As he lay inside an MRI scanner, Oxlade-Chamberlain admits he was wracked with tension.
"I actually sat in the scanner with the fingers crossed on both my hands for the whole 25 minutes," he said.
"At the end I couldn't feel my fingers. That's literally how I sat. After I came out our doctor saw the scan results and was pretty happy with them, considering what they had feared.
"They had thought it could have been a lot worse than it was. I was obviously a bit worried."
The scans revealed he had sprained the medial ligament in his right knee, but Roy Hodgson decided to retain Oxlade-Chamberlain and he has responded well to his rehabilitation.

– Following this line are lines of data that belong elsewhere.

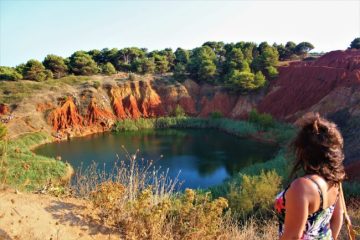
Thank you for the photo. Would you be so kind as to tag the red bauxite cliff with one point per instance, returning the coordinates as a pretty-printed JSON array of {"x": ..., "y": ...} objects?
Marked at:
[
  {"x": 327, "y": 85},
  {"x": 301, "y": 86}
]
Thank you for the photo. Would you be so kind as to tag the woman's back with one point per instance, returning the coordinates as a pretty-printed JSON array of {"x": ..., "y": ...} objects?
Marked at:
[{"x": 321, "y": 201}]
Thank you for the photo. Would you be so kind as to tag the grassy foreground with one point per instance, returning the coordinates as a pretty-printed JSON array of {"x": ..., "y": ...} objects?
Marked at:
[
  {"x": 141, "y": 204},
  {"x": 23, "y": 169}
]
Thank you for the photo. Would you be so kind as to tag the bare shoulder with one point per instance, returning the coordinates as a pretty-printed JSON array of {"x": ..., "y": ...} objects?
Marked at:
[{"x": 301, "y": 186}]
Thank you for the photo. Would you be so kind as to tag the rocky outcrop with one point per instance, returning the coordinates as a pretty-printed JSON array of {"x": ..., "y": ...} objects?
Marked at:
[
  {"x": 331, "y": 79},
  {"x": 98, "y": 116},
  {"x": 66, "y": 116},
  {"x": 4, "y": 109},
  {"x": 329, "y": 85}
]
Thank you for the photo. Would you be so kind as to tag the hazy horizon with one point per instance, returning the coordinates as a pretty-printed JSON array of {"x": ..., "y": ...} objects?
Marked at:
[{"x": 33, "y": 29}]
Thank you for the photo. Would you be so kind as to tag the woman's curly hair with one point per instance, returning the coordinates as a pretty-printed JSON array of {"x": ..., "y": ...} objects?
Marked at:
[{"x": 318, "y": 149}]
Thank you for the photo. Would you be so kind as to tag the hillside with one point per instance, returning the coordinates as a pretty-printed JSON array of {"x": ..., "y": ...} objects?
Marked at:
[{"x": 76, "y": 106}]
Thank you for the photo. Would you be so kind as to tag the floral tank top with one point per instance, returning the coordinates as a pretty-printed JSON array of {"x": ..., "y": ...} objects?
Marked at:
[{"x": 318, "y": 223}]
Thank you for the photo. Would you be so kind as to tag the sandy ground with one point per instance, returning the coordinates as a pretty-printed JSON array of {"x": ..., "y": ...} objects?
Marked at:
[{"x": 55, "y": 219}]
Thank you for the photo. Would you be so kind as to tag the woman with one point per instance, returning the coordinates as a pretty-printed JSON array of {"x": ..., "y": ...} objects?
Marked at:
[{"x": 309, "y": 208}]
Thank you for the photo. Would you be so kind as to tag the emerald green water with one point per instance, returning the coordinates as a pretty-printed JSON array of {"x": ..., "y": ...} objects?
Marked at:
[{"x": 205, "y": 157}]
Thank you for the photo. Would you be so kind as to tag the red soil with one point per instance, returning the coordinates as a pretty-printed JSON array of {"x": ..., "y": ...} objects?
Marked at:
[
  {"x": 300, "y": 86},
  {"x": 118, "y": 108},
  {"x": 65, "y": 116},
  {"x": 4, "y": 109},
  {"x": 96, "y": 115},
  {"x": 131, "y": 107},
  {"x": 221, "y": 102}
]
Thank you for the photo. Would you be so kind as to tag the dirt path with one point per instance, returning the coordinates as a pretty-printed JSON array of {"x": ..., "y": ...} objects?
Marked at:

On Friday, ahead of the opener with Italy, Oxlade-Chamberlain stepped up his rehab, testing his knee in diagonal runs on the Arena Amazonia pitch, and he is hopeful he could be available for the Uruguay match in Sao Paulo.
"We are not sure about time scales," he said. "We are hopeful that (returning for Uruguay) would be realistic but there is nothing set in stone and I can't say whether I will definitely be back or not.
"We just know we are very positive about it. We are going to keep pushing and keep working towards it.
"Considering when the injury was, I'm really happy - as are the medical team - with how it's progressed."
Oxlade-Chamberlain intends to have a chat with England psychiatrist Dr Steve Peters to see if he can help him with his recovery.
He said: "Straight after I sat in the dressing room and I was thinking: 'You can't get yourself in a pickle and get yourself down because the situation is not going to change'.
"You can either stay positive and look forward and look how you are going to get over it or you do the opposite and get yourself down and that is not going to get you anywhere."
If he is available, the former Southampton youngster is confident he can make an immediate impact in what is a crunch match after both teams lost their opening Group D matches.
"I think I will be able to (do that)," he said. "Before the Ecuador game I hadn't played since the FA Cup semi-final (on April 12).
"With the way we train, it's so sharp it's like a match anyway. If you're getting through training all right you can take it into a game.
"When I came back from the five-month injury it does take a bit longer to get into the swing of it, but with short-termers it's easier to hit the ground running."